En plaçant l’érouv, on récitera la bénédiction : « Béni sois-Tu, Eternel, notre Dieu, Roi de l’univers, qui nous as sanctifiés par tes commandements, et nous as prescrit la mitsva de la jonction » (Baroukh Ata, Ado-naï, Elo-hénou, Mélekh ha’olam, acher qidechanou bemitsvotav, vétsivanou ‘al mitsvat ‘érouv). Puis on déclarera : « Par cet érouv, il me sera permis de marcher, depuis cet endroit, deux mille ama dans chaque direction » (Bezé ha’érouv, yihyé moutar li leilekh mimaqom zé alpayim ama lekhol roua’h). A posteriori, si l’on s’est contenté de dire : « Ce sera l’érouv », la jonction reste valable.
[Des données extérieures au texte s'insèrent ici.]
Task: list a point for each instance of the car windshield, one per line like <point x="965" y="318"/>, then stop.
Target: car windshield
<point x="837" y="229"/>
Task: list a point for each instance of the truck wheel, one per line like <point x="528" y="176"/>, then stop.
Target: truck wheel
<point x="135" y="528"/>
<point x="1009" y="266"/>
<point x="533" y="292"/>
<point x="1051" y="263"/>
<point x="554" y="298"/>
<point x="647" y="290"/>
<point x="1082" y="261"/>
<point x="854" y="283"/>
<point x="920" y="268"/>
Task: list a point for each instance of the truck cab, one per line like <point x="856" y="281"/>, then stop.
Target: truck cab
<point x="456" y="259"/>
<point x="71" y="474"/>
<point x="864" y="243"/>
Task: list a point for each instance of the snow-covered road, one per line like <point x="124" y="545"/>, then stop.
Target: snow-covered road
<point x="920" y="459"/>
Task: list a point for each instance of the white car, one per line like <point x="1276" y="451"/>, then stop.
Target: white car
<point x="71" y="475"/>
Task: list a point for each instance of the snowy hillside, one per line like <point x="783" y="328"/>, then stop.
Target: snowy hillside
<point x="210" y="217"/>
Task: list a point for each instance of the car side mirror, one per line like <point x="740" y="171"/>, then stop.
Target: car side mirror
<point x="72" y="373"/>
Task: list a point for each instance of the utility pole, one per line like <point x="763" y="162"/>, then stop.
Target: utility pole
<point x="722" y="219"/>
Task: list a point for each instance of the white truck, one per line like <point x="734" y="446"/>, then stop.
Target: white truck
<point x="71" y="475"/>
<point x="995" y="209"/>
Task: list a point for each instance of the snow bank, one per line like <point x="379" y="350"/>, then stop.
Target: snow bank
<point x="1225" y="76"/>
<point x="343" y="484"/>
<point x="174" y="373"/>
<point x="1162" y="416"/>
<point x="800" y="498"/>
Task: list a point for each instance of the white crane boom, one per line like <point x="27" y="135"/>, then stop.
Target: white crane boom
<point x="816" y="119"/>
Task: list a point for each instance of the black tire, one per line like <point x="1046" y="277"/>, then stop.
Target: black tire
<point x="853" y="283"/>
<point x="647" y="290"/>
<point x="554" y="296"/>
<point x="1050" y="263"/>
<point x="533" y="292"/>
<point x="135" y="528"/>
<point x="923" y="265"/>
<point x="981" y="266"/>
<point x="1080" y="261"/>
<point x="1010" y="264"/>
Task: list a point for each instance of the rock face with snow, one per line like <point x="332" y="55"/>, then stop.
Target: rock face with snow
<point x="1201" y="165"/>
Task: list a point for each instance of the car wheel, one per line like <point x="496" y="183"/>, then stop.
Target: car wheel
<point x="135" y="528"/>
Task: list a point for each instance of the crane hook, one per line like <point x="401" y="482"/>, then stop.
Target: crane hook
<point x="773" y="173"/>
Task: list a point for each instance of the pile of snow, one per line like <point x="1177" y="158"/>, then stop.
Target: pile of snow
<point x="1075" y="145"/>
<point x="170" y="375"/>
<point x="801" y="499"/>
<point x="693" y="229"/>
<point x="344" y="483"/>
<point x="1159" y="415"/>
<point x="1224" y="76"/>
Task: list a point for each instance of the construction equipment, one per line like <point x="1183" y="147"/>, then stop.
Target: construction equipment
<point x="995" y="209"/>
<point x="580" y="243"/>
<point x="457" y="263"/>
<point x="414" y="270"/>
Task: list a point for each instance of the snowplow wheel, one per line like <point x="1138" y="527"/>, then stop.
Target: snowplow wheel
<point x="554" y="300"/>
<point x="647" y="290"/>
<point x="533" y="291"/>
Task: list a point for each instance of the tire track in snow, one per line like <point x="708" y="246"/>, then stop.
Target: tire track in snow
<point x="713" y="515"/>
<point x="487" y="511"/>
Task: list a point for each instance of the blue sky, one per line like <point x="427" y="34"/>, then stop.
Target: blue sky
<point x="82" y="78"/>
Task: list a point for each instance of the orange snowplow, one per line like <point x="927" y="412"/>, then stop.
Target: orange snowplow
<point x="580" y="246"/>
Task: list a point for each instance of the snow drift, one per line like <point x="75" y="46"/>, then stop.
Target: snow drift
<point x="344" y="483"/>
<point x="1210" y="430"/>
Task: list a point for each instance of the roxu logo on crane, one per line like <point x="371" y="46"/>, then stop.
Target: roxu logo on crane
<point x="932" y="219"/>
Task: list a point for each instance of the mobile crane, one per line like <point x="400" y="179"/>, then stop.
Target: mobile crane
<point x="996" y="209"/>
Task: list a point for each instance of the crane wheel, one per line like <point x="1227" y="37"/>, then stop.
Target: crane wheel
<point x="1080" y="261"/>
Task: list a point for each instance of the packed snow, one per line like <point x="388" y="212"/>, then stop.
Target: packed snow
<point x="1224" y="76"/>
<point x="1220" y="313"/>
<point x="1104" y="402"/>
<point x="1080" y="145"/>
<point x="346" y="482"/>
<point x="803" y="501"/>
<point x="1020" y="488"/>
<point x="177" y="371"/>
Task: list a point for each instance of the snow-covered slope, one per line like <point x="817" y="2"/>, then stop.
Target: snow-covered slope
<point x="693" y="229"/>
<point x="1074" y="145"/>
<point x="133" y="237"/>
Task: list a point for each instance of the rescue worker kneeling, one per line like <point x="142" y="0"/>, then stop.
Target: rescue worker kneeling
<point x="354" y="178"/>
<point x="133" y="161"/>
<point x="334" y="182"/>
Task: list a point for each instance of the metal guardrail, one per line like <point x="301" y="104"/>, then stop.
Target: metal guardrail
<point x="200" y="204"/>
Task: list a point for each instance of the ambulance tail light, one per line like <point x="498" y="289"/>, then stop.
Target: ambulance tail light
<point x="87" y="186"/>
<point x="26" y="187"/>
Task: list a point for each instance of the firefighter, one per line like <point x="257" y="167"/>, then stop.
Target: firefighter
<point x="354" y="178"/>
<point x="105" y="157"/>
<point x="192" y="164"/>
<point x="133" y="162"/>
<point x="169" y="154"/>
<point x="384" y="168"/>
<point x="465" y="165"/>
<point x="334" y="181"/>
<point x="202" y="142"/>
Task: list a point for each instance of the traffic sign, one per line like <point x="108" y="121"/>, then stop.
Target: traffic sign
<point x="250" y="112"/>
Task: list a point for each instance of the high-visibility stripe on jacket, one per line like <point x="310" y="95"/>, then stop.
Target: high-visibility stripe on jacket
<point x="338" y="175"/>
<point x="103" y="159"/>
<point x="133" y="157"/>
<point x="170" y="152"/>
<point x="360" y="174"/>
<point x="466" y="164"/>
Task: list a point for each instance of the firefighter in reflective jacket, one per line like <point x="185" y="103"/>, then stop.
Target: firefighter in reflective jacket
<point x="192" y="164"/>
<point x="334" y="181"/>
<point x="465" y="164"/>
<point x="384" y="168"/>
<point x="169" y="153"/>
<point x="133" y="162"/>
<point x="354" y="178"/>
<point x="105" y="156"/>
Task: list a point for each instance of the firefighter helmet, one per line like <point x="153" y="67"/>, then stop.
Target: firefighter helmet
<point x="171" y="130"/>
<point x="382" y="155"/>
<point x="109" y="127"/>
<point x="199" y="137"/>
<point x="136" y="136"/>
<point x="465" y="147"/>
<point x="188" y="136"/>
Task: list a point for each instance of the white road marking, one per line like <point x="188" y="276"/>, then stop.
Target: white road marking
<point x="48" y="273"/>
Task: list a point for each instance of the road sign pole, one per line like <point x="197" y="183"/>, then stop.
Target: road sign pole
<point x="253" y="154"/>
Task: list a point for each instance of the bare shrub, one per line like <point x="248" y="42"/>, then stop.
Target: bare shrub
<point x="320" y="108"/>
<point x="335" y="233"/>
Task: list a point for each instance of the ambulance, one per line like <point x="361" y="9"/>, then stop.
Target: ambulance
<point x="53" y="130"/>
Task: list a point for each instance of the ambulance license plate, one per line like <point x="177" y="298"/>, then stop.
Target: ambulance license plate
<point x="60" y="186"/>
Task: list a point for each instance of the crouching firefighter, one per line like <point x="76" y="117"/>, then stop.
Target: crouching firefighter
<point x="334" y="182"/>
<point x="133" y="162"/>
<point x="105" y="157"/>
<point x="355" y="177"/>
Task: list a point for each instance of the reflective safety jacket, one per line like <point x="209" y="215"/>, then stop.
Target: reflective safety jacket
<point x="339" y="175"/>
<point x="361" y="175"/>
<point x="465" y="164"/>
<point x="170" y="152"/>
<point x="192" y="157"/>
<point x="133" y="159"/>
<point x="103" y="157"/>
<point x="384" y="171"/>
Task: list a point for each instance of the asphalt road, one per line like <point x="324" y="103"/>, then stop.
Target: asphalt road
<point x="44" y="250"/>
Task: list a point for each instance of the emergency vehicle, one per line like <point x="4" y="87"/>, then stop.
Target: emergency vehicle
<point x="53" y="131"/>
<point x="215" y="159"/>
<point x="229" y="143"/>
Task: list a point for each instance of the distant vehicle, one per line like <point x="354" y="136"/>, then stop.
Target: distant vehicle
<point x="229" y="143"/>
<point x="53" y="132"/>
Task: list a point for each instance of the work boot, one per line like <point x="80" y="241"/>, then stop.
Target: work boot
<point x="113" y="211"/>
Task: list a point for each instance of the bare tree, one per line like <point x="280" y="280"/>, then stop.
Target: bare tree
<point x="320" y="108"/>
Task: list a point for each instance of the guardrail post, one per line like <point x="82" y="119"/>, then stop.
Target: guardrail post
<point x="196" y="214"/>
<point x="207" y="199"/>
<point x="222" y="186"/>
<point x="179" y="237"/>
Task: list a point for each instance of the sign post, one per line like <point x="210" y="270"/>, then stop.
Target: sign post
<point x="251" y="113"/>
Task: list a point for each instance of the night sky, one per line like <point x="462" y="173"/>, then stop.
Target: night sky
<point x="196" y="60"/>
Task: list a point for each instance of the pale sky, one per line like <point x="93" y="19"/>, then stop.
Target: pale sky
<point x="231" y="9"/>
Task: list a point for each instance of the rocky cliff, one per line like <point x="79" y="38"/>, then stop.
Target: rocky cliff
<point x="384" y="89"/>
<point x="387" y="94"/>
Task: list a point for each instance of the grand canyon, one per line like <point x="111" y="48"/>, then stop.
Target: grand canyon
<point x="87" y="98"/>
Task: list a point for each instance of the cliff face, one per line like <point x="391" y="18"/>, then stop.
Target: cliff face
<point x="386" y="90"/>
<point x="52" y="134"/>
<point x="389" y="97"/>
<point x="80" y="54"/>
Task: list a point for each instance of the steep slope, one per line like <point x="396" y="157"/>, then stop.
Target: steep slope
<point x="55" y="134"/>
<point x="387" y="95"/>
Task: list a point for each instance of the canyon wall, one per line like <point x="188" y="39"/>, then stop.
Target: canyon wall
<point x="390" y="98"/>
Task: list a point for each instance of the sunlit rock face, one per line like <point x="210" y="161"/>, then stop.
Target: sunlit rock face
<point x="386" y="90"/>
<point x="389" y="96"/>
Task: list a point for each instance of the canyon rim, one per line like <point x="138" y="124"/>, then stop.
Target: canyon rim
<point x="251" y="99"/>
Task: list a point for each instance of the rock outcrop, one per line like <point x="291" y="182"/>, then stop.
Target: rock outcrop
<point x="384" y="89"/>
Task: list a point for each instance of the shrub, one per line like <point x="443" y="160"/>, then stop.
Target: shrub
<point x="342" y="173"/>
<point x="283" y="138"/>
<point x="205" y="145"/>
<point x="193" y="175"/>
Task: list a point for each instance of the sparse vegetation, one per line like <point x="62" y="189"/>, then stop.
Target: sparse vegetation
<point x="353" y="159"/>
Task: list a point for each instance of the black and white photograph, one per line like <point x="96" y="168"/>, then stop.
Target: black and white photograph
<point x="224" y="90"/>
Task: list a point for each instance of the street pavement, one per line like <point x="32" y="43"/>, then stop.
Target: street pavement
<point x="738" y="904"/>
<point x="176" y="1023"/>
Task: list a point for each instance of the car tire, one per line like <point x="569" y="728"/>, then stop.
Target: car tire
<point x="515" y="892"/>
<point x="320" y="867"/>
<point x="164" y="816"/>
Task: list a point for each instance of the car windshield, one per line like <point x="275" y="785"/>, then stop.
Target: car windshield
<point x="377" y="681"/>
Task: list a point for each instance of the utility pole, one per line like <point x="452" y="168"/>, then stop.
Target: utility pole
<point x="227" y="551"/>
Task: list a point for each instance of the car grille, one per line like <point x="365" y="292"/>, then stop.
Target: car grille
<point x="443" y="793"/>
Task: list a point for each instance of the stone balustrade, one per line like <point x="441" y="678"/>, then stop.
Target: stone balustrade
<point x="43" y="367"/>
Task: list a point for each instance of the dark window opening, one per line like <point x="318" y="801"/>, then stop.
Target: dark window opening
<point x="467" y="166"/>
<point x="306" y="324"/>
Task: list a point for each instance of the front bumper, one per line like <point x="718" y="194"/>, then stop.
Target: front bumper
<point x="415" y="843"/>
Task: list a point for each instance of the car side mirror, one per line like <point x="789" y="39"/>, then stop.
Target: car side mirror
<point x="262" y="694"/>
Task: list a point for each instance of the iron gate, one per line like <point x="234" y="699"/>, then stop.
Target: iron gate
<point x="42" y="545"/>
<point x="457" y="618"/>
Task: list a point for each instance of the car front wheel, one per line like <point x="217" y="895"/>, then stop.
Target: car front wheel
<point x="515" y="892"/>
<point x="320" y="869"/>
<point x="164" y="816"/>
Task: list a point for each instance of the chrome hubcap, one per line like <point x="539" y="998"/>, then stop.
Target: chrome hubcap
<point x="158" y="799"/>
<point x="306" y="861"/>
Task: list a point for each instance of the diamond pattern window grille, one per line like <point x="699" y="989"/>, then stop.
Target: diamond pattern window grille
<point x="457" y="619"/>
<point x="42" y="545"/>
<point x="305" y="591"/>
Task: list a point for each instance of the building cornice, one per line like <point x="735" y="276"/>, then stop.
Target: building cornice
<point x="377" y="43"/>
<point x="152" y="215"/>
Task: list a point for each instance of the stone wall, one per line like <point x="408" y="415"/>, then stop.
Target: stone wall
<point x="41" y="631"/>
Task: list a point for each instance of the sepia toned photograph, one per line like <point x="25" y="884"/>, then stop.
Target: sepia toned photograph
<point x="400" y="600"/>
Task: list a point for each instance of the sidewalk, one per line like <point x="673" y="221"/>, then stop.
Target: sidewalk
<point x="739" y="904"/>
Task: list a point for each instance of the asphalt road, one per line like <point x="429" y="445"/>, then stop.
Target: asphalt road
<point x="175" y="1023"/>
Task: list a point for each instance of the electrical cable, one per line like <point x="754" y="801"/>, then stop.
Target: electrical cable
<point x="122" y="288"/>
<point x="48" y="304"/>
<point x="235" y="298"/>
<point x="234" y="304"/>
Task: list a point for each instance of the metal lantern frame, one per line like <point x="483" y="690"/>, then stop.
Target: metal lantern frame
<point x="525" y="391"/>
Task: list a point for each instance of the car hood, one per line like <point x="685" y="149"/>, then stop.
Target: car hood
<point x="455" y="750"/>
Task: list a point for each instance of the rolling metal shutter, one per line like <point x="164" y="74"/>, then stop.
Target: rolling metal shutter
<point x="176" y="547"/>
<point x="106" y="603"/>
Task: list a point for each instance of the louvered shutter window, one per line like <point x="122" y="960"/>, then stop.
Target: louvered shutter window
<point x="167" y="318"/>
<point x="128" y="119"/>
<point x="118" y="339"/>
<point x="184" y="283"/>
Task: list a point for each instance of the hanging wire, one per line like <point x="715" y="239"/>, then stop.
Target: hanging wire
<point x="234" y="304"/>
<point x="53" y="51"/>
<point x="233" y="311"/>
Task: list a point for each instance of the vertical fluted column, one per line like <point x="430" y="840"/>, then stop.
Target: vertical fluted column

Mais si l’on n’a rien dit, on n’a point établi d’érouv (Choul’han ‘Aroukh 415, 4 ; Michna Beroura 15).

Quand l’érouv est destiné à plusieurs personnes, on mentionnera explicitement à qui il est destiné. On veillera bien à ce que l’érouv contienne une quantité de nourriture qui suffit à deux repas, pour chacune des personnes qui en ont besoin (Choul’han ‘Aroukh 415, 4). Si l’on veut que l’érouv serve de nombreux Chabbats, on dira : « pour tous les Chabbats de l’année » (lekhol chabbetot hachana) ; alors, tant que l’érouv existera, il sera efficace (Michna Beroura 16).

On peut établir l’érouv par le biais d’un mandataire (chalia’h). Mais un mineur, un non-Juif, ou un Juif majeur qui n’a pas foi dans la mitsva de l’érouv, ne peuvent être mandataires. Le mandataire doit prononcer la bénédiction et le texte traditionnel ; s’il ne dit rien, l’érouv n’est pas valide (Choul’han ‘Aroukh 409, 8). Si l’initiateur de l’érouv déclare : « Par cet érouv, que place mon mandataire, il me sera permis de marcher, depuis l’emplacement de l’érouv, deux mille ama dans chaque direction », l’érouv est valide (Béour Halakha, passage commençant par Vayomer).

On ne peut établir un érouv à l’intention de son prochain à son insu. Pour les membres mineurs de sa famille, on est autorisé à établir un érouv ; celui-ci les engagera. De même, on peut établir un érouv à l’intention des membres de sa famille qui sont parvenus à l’âge des mitsvot ; simplement, si ceux-ci déclarent, après avoir pris connaissance de l’existence de cet érouv, ne pas vouloir en tenir compte, l’érouv ne les engagera pas. Un mineur de moins de six ans est considéré comme assimilé à sa mère ; l’érouv qui a effet sur elle aura donc également effet sur lui (Choul’han ‘Aroukh 414, 1-2).


[f]. Kabeitsa : « volume d’un œuf ».

[15]. Au traité ‘Erouvin du Talmud (26a), il est dit que l’on peut faire l’érouv avec un mélange d’eau et de sel ; Maïmonide tranche en ce sens (‘Erouvin 1, 8). Selon Tossephot (ד »ה אבל), en revanche, se fondant sur la suite de la Guémara, ce mélange ne peut valablement servir d’érouv que lorsqu’on a mêlé de l’huile à l’eau et au sel. Le Choul’han ‘Aroukh (386, 5) tranche, sans autre mention, en reprenant l’avis de Maïmonide, mais cite la position de Tossephot comme opinion alternative. Le Michna Beroura (29) écrit que la règle est d’être indulgent, conformément au premier avis.